Aku tidak tau harus kemana, sudah pukul setengah dua belas malam. Kuhelakan nafas panjang, aku sampai ke taman yang tadi. Kulihat hpku, hanya ada BBM dari Elang, kubiarkan tetap tak terbaca, aku masih belum tau harus jawab 'kesan-kesan' ku atas pertemuan dengan sepupu yang dulu dia banggakan, karena berani mengambil resiko untuk memperjuangkan cintanya. Pindah agama untuk lelaki yang dia cintai, dan lelaki itu adalah simpananku, dan akupun simpanannya.
Aku menangis di taman yang mulai sepi itu, aku bingung harus kemana, jika aku pulang ibu akan bertanya kenapa aku meninggalkan Ricardo, mau ke rumah Febri satu-satunya teman perempuanku juga tidak mungkin, orang tuanya teman dekat Ibuku, apa yang akan dikatakan mereka jika jam segini aku kebingungan mau tidur di mana. Kembali ke RS? Tidak, nyaliku sedang ciut, aku takut, takut dan gemetar tiap kali Dini menatap mataku. Aku juga tidak bisa membiarkan Ricardo melihat keadaanku seperti ini.
-SMS-
"Selamat tidur, Sinar" SMS dari Bayang.
Bayang? Apa aku harus meminta bantuan dari dia? Hampir jam dua belas malam, dan aku masih belum tau akan tidur di mana malam ini, aku harus bergerak dari sini, taman mulai dingin dan makin sepi. Kuputuskan untuk membalas SMS Bayang. Duh, SMS gak ya. Gak, gue gak boleh ragu, gue gak mungkin ketemu Radit sekarang. Bayang.
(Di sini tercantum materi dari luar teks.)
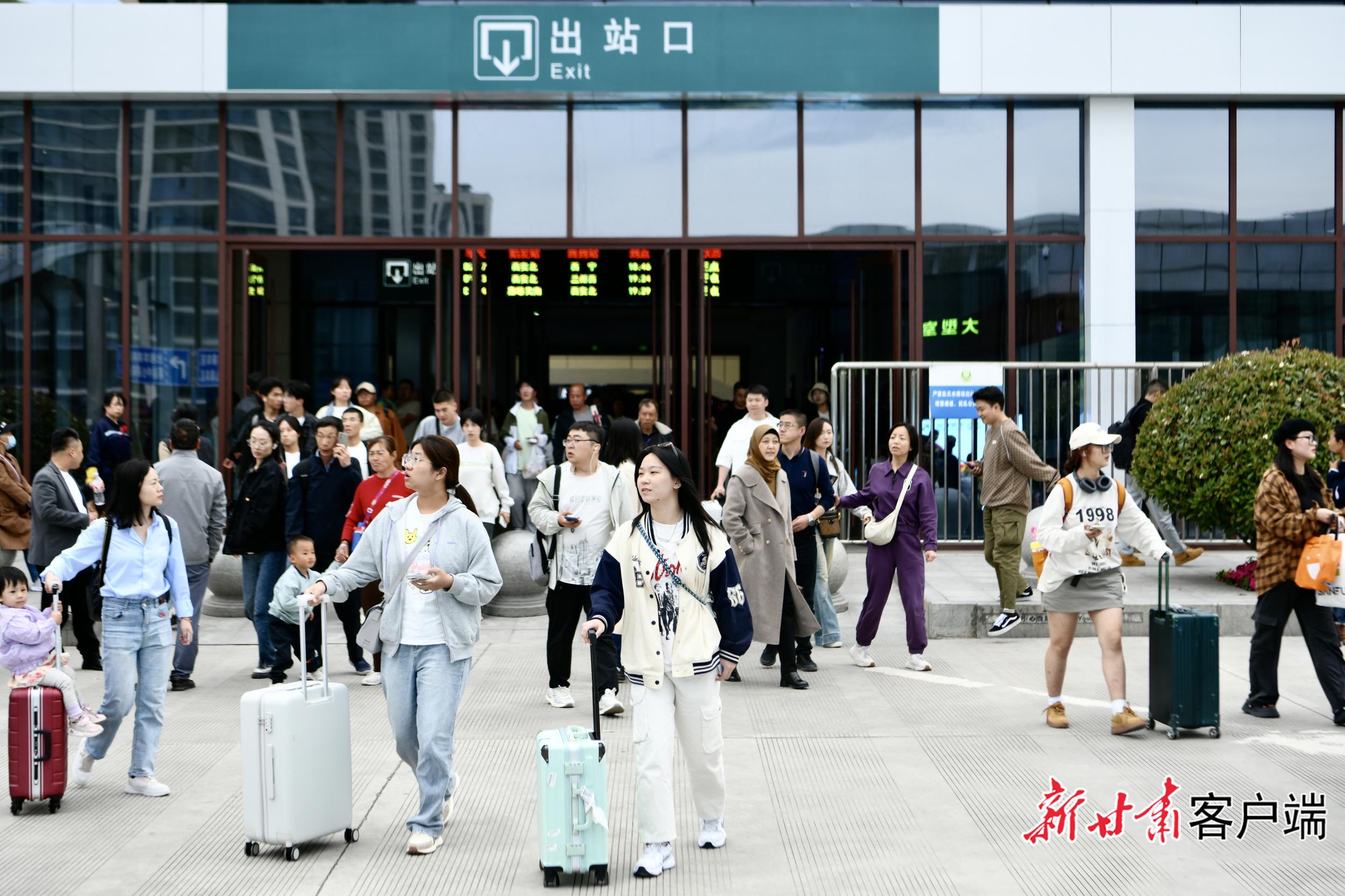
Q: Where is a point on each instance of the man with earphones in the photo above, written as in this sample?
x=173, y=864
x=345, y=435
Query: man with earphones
x=1008, y=468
"Bisa jemput gue sekarang di Taman Sudirman sekarang? Gue butuuh tempat nginep untuk malam ini" isi SMSku ke Bayang. Duh.. dia mau gak ya. Hhhhh..ngapain sih aku SMS dia, mending tadi minta Radit aja.  Sudah 10 menit smsku gak dibalas Bayang. Nyesel tadi SMS dia.
"Oke, aku sudah di jalan, kamu sendirian di taman?" SMS Bayang.
"Iya, di bangku dekat air mancur" balasku.

Jakarta, 13 Juni 2011

Tidak sampai lima belas menit setelah SMS darinya, Bayang sampai. Dia tersenyum dan memberikan jaket kepadaku, mengambil tasku dan membawakannya.
"Ayo, sudah malam, dingin di sini, pakai jaketnya" aku menuruti ucapannya, kupakai jaket yang dia berikan tadi, tangan kanannya menggandengku dan tangan kirinya membawa tasku.
Dia tidak bertanya sedang apa aku semalam itu di taman sendirian, air mataku, mata sembabku, tidak dia tanyakan sama sekali, lagi-lagi dia diam saat menyetir. Kami masuk ke sebuah apartement di kawasan Jakarta Selatan. Sudah sangat sepi sekali, kutengok hpku ternyata sudah jam satu malam. Aku memberi kabar kepada Ricardo, bahwa aku sedang sendiri dan menginap di hotel, nanti pagi-pagi sekali aku akan ke RS, dan  jangan sampai ada yang tau, kalau malam ini aku tidak menginap di RS. Ricardo tidak membaca BBMku, mungkin dia sudah tidur.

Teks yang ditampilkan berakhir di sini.